И тут он услышал за спиной шаги. Стоя на узком подоконнике, он боялся делать резкие движения, поэтому не повернулся всем телом, а только оглянулся через плечо. К нему приближалась немолодая, скромно одетая женщина. Что она здесь делает? Что ей нужно на чердаке?
— Эй, тетка! — крикнул он. — Чего ты здесь потеряла, куда ты?
Но она не ответила и приближалась неторопливой шаркающей походкой, гадко улыбаясь.
Убийце стало страшно.
Он полез в карман за складным ножом, но голова закружилась еще сильнее, и ему пришлось схватиться за оконную раму, чтобы не упасть.
Женщина шла к нему, безучастная и неотвратимая, как смерть. Убийцу охватила непонятная тошнотворная слабость. Ему все стало как-то безразлично — даже собственная жизнь. Он не мог пошевельнуть ни рукой, ни ногой. Женщина подошла к нему вплотную и подняла железный прут.

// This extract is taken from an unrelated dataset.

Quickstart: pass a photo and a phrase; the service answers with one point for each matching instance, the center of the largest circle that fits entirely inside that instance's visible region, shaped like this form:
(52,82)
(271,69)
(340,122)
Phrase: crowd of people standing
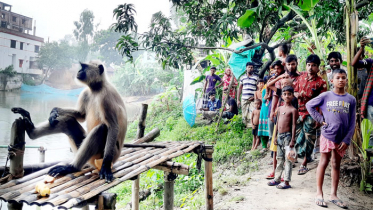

Убийца смотрел на нее в ужасе. Кто она такая — судьба? А может, это сама смерть пришла за ним? Может, так она и выглядит — не жалкий скелет в истлевшем саване, а невзрачная, скромно одетая немолодая женщина?
— За что? — слабым голосом прошептал убийца, хотя и так знал, за что.
— За Митеньку, — ответила женщина все так же гадко улыбаясь, — но вообще-то это бизнес. Тебя заказали.